Jeder Libyer ist in Besitz einer Waffe

40 000 unbewaffnete Polizisten sollen während der Wahl vor den Wahllokalen präsent sein, aber auch Einheiten der Armee halten sich nach Angaben der Behörden bereit. Die eigentlichen Herren auf den Straßen aber sind nach wie vor die bewaffneten Milizen. Praktisch jeder Libyer hat inzwischen eine Waffe, zu jeder Zeit und an jeder Ecke kann plötzlich ein Feuergefecht ausbrechen, auch wenn das Leben in den beiden urbanen Küstenzentren Bengasi und Tripolis größtenteils ruhig verläuft. Dafür halten blutige Kämpfe im Süden und Westen des Landes die Öffentlichkeit in Atem. In der Region von Zintan in den Nafusa-Bergen, wo eine der mächtigsten Revolutionsbrigaden ihren Sitz hat, brach im Juni ein Konflikt zwischen verfeindeten Stämmen aus, der mehr als 100 Menschen das Leben kostete. In der westlichen Oasenstadt Ghadames, die zum Unesco-Weltkulturerbe gehört, gerieten Araber und Tuaregs aneinander. Im südlichen Kufra, wo 40 000 Menschen leben, kämpfen seit Monaten Araber gegen Afrikaner sowie Revolutionäre gegen Anhänger des alten Regimes. Ganze Wohnviertel wurden unter Feuer genommen. Zuletzt starben im Juni 50 Menschen, im Februar hatten bei ähnlichen Zusammenstößen bereits über 100 Bewohner der Provinz ihr Leben gelassen.

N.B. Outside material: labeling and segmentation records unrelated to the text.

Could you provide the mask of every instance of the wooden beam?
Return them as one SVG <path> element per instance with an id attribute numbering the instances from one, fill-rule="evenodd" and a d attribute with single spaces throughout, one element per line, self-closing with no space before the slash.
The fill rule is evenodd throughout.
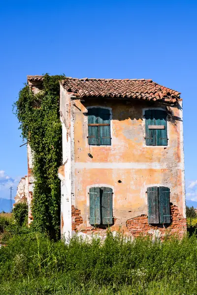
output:
<path id="1" fill-rule="evenodd" d="M 148 129 L 165 129 L 165 126 L 164 126 L 164 125 L 148 125 Z"/>

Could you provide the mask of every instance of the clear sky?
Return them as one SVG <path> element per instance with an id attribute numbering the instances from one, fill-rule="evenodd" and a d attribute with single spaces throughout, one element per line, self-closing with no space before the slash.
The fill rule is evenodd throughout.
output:
<path id="1" fill-rule="evenodd" d="M 197 201 L 197 1 L 0 1 L 0 198 L 27 173 L 12 105 L 27 75 L 152 79 L 182 93 L 187 199 Z M 175 179 L 176 181 L 176 179 Z"/>

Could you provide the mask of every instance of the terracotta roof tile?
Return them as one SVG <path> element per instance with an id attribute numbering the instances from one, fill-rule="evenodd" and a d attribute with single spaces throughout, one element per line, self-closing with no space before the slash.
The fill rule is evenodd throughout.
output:
<path id="1" fill-rule="evenodd" d="M 180 93 L 152 80 L 66 78 L 61 82 L 68 92 L 84 97 L 122 97 L 175 102 Z"/>
<path id="2" fill-rule="evenodd" d="M 29 81 L 40 81 L 42 76 L 28 76 Z M 67 77 L 61 84 L 68 92 L 81 97 L 110 97 L 174 103 L 180 92 L 154 82 L 152 80 L 113 79 Z"/>

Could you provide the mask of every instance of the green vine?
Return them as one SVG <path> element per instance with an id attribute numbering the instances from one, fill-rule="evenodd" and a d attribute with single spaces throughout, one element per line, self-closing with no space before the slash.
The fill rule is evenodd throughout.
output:
<path id="1" fill-rule="evenodd" d="M 62 162 L 59 81 L 65 77 L 48 74 L 43 77 L 42 90 L 34 94 L 26 84 L 14 106 L 22 136 L 28 140 L 33 155 L 33 226 L 57 238 L 61 199 L 58 169 Z"/>

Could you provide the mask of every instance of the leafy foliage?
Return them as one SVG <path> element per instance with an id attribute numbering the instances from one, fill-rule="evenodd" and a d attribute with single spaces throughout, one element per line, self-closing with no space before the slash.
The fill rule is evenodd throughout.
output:
<path id="1" fill-rule="evenodd" d="M 58 169 L 62 160 L 62 128 L 59 81 L 65 78 L 46 74 L 41 91 L 34 94 L 25 85 L 14 105 L 22 135 L 28 141 L 33 155 L 33 226 L 40 232 L 47 232 L 53 238 L 60 235 Z"/>
<path id="2" fill-rule="evenodd" d="M 196 294 L 197 238 L 134 240 L 109 232 L 69 244 L 34 233 L 0 248 L 0 294 Z"/>
<path id="3" fill-rule="evenodd" d="M 193 206 L 190 207 L 186 206 L 186 217 L 187 218 L 195 218 L 197 217 Z"/>
<path id="4" fill-rule="evenodd" d="M 26 203 L 18 203 L 13 209 L 14 218 L 17 225 L 20 226 L 27 225 L 28 218 L 28 206 Z"/>

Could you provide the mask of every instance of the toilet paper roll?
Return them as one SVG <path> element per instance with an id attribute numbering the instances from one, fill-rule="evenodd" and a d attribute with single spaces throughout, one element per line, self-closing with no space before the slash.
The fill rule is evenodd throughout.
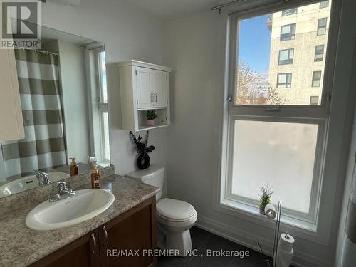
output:
<path id="1" fill-rule="evenodd" d="M 265 206 L 265 214 L 267 218 L 273 219 L 276 218 L 277 213 L 276 212 L 276 208 L 271 204 L 268 204 Z"/>
<path id="2" fill-rule="evenodd" d="M 288 234 L 281 234 L 281 239 L 278 242 L 278 251 L 283 251 L 286 253 L 293 253 L 293 245 L 294 244 L 294 237 Z"/>

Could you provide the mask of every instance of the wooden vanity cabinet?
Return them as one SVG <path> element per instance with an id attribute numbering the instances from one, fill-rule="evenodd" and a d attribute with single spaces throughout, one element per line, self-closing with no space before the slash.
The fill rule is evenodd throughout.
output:
<path id="1" fill-rule="evenodd" d="M 156 248 L 155 214 L 156 198 L 152 197 L 31 266 L 156 266 L 156 258 L 147 251 Z M 137 250 L 139 256 L 133 256 Z M 120 254 L 122 251 L 127 251 L 126 256 Z"/>

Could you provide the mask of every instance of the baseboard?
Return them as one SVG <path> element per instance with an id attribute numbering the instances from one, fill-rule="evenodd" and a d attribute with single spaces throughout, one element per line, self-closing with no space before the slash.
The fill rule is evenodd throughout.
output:
<path id="1" fill-rule="evenodd" d="M 199 214 L 195 226 L 256 251 L 258 250 L 256 242 L 259 241 L 263 252 L 270 256 L 272 256 L 273 242 L 271 240 Z M 293 265 L 298 267 L 332 267 L 333 266 L 323 259 L 300 251 L 294 251 Z"/>

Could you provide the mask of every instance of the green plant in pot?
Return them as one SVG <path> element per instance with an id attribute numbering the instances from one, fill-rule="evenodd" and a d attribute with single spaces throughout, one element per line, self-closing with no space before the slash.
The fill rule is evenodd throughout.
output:
<path id="1" fill-rule="evenodd" d="M 260 214 L 263 215 L 265 214 L 265 207 L 267 204 L 271 203 L 271 199 L 272 197 L 272 194 L 273 192 L 271 190 L 271 188 L 268 188 L 267 185 L 261 187 L 261 199 L 260 199 Z"/>
<path id="2" fill-rule="evenodd" d="M 155 119 L 157 117 L 156 110 L 147 110 L 146 111 L 146 125 L 153 126 L 155 125 Z"/>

Amnesty International ist in Sorge

Und so warnte Amnesty International kürzlich in einem dramatischen Appell, die bewaffneten Gruppen könnten den fragilen Übergangsprozess komplett zerstören. „Es ist sehr niederschmetternd zu sehen, dass es der Regierung auch nach so vielen Monaten nicht gelungen ist, den Würgegriff der Milizen zu brechen“, beklagte die Menschenrechtsorganisation. Wenn aber Gesetzlosigkeit und Übergriffe nicht bald gestoppt würden, „besteht die Gefahr, dass Libyen wieder dieselben Muster an Missbräuchen entwickelt, die wir bereits in den vergangenen vier Jahrzehnten erleben mussten“.